On collaborating with her dog

 

Charlie the Dog Pilgrim with GPS tracker and bells

The poet and environmental activist Susie Campbell contacted me in 2023 at the start of her project, when her dog Charlie was still a puppy and her project along the Pilgrim’s Way in West Surrey (UK) was wanting to find its compass. I was delighted to coach this project in its initial phases.

Two years later, it is out in bookform as Wastelands. Her pieces are a direct result of her research and material processes: local digging, autobiographic tracings, cultural geologies, activist commitment, visual tracings, photographic excavations. A deeply hybrid and purpose-led method that she calls her “waste poetics”: “a layered, unstable, and lively space of loss, damage and detritus”.

It also brings forward her active and unusual collaboration with her dog Charlie as tracker. She shared with me some work in progress materials and answered a couple of questions about this particular aspect of her process.

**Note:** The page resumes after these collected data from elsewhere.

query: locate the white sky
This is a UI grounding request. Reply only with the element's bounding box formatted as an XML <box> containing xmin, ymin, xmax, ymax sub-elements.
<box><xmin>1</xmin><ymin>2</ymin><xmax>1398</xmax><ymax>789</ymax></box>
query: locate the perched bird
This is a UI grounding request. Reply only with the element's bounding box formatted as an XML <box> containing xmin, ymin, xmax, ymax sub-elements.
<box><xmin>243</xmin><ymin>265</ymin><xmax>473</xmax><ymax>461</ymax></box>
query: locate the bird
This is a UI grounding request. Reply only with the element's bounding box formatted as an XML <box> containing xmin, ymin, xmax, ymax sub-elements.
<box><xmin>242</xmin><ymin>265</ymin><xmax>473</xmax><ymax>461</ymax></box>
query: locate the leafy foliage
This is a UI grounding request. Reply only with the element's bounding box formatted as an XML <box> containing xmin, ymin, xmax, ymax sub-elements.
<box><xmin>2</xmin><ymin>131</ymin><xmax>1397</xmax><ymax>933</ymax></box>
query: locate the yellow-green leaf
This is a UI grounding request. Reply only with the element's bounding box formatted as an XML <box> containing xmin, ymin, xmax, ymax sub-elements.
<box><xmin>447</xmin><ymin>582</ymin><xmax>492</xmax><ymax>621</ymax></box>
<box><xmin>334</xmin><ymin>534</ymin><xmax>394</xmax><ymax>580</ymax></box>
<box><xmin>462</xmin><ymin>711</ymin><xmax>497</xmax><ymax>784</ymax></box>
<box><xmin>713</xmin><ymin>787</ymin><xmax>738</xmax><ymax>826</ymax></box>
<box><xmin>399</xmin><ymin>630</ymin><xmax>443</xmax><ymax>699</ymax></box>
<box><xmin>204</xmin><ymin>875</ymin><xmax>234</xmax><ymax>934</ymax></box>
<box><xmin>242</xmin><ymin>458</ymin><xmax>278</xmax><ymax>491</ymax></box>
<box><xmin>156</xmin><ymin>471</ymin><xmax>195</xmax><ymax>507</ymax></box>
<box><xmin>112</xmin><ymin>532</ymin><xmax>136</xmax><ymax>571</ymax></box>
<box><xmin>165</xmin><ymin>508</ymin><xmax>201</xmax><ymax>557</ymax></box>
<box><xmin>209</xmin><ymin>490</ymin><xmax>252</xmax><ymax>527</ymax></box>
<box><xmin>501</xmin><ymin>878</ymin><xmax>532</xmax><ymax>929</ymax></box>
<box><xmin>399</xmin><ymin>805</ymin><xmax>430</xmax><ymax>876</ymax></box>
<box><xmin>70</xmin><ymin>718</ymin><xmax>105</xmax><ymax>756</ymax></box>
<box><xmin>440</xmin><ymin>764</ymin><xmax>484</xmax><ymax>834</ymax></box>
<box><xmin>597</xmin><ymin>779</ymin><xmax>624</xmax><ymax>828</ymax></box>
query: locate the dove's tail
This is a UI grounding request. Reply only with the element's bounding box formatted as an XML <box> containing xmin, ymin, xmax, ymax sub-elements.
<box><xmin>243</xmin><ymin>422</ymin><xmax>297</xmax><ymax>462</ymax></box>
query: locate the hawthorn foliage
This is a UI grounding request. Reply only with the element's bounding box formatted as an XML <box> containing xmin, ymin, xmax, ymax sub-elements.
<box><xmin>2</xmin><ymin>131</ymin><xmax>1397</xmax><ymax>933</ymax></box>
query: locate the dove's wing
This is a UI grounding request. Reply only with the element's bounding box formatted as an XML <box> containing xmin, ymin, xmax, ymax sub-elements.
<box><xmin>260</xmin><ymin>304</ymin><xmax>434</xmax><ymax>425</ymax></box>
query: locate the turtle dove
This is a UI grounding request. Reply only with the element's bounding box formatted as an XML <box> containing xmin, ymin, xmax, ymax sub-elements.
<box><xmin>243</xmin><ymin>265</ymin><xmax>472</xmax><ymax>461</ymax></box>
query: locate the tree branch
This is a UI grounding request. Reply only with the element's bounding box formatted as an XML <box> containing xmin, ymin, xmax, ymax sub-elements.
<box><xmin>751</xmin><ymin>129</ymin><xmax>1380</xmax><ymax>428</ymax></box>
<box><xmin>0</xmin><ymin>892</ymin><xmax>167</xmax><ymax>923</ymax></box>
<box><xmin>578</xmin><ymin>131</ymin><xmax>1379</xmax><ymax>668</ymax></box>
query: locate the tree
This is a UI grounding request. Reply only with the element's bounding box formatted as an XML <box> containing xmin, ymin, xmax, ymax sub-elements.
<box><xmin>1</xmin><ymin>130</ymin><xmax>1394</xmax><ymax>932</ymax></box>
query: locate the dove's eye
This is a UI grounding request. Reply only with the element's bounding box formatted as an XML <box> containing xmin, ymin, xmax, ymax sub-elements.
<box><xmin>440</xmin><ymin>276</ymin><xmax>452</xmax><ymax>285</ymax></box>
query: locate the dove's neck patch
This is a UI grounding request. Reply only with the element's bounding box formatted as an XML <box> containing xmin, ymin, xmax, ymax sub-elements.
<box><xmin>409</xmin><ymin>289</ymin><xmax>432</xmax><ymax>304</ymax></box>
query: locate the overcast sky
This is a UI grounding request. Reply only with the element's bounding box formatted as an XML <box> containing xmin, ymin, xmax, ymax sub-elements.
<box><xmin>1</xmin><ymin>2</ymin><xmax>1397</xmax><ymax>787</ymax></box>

I asked Susie to share with us some excerpts, process shots and notes.

On Charlie, her Dog Pilgrim, Susie writes:

Encouraged by Caroline’s support, I collaborated with my dog Charlie to explore alternative ways of navigating a place profoundly changed by industrial extraction and landfill, tracing Charlie’s movement patterns, recorded by his GPS tracker and the sound of his collar bells, and developing a ‘waste poetics’ suggested by the decomposing textile waste he helped me dig up.

Susie Campbell retrieving textile waste from the closed landfill discovered by Charlie. Filmstill from work in progress towards Wastelands (2025).

On the resulting sequence “Dog Pilgrim”:

‘Dog Pilgrim’ was made in collaboration with Charlie. The poem seeks ways of mapping, that which is no longer there, exposing its supposed Ordnance Survey map coordinates as a nonsense (‘all points float across a void’), using them instead as magical or musical notation.

The wasteland that emerges is mythological, spiritual, and cultural, as well as literal.

text lines using Ordnance Survey coordinates

from “Dog Pilgrim”

from “Waste Poetics”

What it means to be working with Charlie:

CB: Beyond the activist retrieval in the field, can you tell me what working with Charlie did for the writing process itself?

Susie: The challenge of how to incorporate my notations of Charlie's movements within the written text had a significant impact on how I approached the page itself. I was already thinking of the long poem form as a textual environment but the spatialities of the ‘Charlie notations’ pushed me to rethink the whole space of the page itself.

This also opened up options for exploring the directionality of the text. I have for some time been fascinated by the multi-directionality of some of Gertrude Stein's sentences and so I was excited when I realised that the Charlie marks might offer alternative reading directions and orderings. This was quite a radical liberation of my approach to the page.

Working with Charlie seemed to release what I might describe as a 'trickster' energy in the writing process. What happens on the page is rooted in some of the more intuitive communications between myself and Charlie.

CB: Do you think this specific way of collaborating carries other long term impact for your work ?

Susie: Well, since completing Wastelands, I have adopted a second rescue dog and so there are all sorts of possibilities now for collaborating, thinking and acting as a 'pack' which might be different from a single human-animal collaboration. This is very exciting for me as a way into exploring different spatialities and temporalities, and ultimately new, more-than-human grammars.

After collaborating with Charlie, this is not just a landscape haunted by human oppression but also by ghosts of the other-than-human, like spectral flocks of sheep.

My current work-in-progress explores the impact of the medieval wool trade on what becomes the ‘wastelands’ landscape, looking at land enclosures, the impact on the natural and social environment etc.

Wastelands is out with Guillemot Press.